A farmer and trucker from upstate New York bought the Islander this week for $23,600, placing bid 58 on Ebay Monday for the vessel that ferried Islanders to and from the rest of America for over fifty years.

The auction looked like it might be a humiliating episode with the old girl fetching a starting bid of just $10, with offers crawling to a few thousand in the first days.

But after a flurry of late offers from a total of 19 bidders it finally went to Donald Slovak of Valatie, N.Y.

The price is a significant deal compared to the $500,000 which the Governors Island Preservation and Education Corporation paid the Steamship Authority for the ferry back in 2006.

She proved a lemon for the corporation, the board governing a 172-acre stretch of land east of lower Manhattan and a few hundred yards north of Brooklyn. The organization had planned to use the ferry as a back-up vessel for the tiny journey made by thousands of tourists to the island during the summer months.

But following a six-month inspection, they declared their purchase an unseaworthy rust bucket.

The Islander, which has a capacity of 770 passengers and 47 vehicles, was acquired in 1950 for $1,010,343.

Jon Myers, a spokesman for the Governors Island corporation, said the repair would run into the millions. The organization decided to put it up for sale instead.

Mr. Slovak operates a fruit farm in Valatie and Slovak Auto Transport, a trucking company headquartered in Shaddock Landing, New York. He made the required $3,000 deposit for the ferry earlier this week, and must arrange pick up of the ferry from New York harbor.

Not a commercial ferry operator, Mr.
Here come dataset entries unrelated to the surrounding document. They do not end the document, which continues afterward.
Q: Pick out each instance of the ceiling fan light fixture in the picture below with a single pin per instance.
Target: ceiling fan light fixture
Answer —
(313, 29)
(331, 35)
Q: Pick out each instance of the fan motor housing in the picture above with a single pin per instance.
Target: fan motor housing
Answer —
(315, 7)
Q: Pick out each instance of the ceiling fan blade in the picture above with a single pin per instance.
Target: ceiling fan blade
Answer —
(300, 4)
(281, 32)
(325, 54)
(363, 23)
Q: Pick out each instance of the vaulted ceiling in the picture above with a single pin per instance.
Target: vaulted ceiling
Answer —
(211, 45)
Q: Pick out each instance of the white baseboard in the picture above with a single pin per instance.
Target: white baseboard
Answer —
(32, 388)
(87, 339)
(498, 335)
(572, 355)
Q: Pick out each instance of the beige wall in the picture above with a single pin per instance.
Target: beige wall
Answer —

Slovak, who could not be reached yesterday for comment, may well decide to sell the Islander off piece by piece for scrap.

The Islander now joins other Steamship Authority ferries that have been put out to pasture — or the ocean-going version of such — and eventually met with untimely ends.
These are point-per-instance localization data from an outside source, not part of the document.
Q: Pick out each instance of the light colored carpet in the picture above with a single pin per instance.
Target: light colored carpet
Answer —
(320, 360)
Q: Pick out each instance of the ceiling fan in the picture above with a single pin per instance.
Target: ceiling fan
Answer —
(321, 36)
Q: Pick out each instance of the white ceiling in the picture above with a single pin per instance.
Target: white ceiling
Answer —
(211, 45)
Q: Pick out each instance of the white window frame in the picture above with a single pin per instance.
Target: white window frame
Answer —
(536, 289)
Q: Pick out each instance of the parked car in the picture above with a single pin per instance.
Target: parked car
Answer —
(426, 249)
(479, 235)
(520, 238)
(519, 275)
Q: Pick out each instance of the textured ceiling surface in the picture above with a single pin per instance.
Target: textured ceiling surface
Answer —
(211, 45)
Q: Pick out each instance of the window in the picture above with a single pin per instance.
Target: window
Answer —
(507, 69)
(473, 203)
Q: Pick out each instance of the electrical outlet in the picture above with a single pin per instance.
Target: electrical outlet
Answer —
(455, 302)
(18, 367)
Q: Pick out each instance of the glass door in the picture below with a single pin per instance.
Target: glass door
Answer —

The Nobska, the last coastal steamer in America that operated on the Vineyard run between 1925 and 1973, finally went under the wrecking ball at the Charlestown Navy Yard in June of 2006. After she went off the Vineyard run, the Nobska was a restaurant in Baltimore for awhile, and then was the subject of a long and ultimately unsuccessful campaign to restore her as a museum ship.
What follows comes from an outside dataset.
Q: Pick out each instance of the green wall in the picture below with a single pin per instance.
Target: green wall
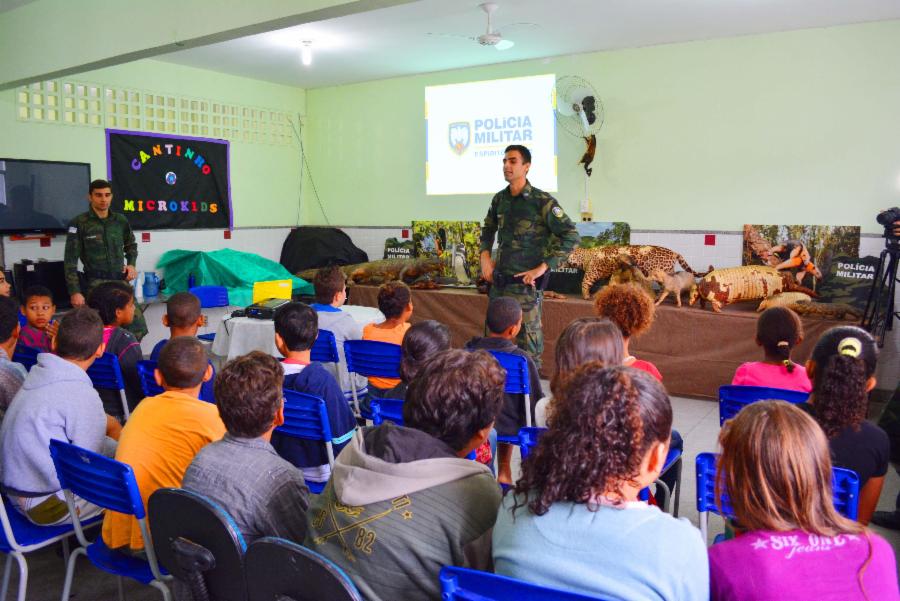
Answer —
(796, 127)
(265, 179)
The ferry Naushon, the last of the SSA steamers and a favorite old vessel among Islanders with her elegantly rounded hull and grand staterooms, left for a new life as a casino ferry in 1989 and has not been heard from since.

The ferry Schamonchi, a somewhat homely girl that was built in Maine in 1978 and ran between New Bedford and the Vineyard as a passenger ferry for more than 20 years, left for New York city in July of 2005 after the SSA had bought and decommissioned her. The Schamonchi was bought by Caribbean Shipping and Marine Services of Flushing, N.Y. The company paid a little over $100,000 for the ferry and had plans to refurbish the ferry and use it as a party boat.

But this winter the Schamonchi turned up in New York Harbor as someone’s home — The New York Times ran a story about it.

And so it seems that old ferries never really retire; instead they just fade away.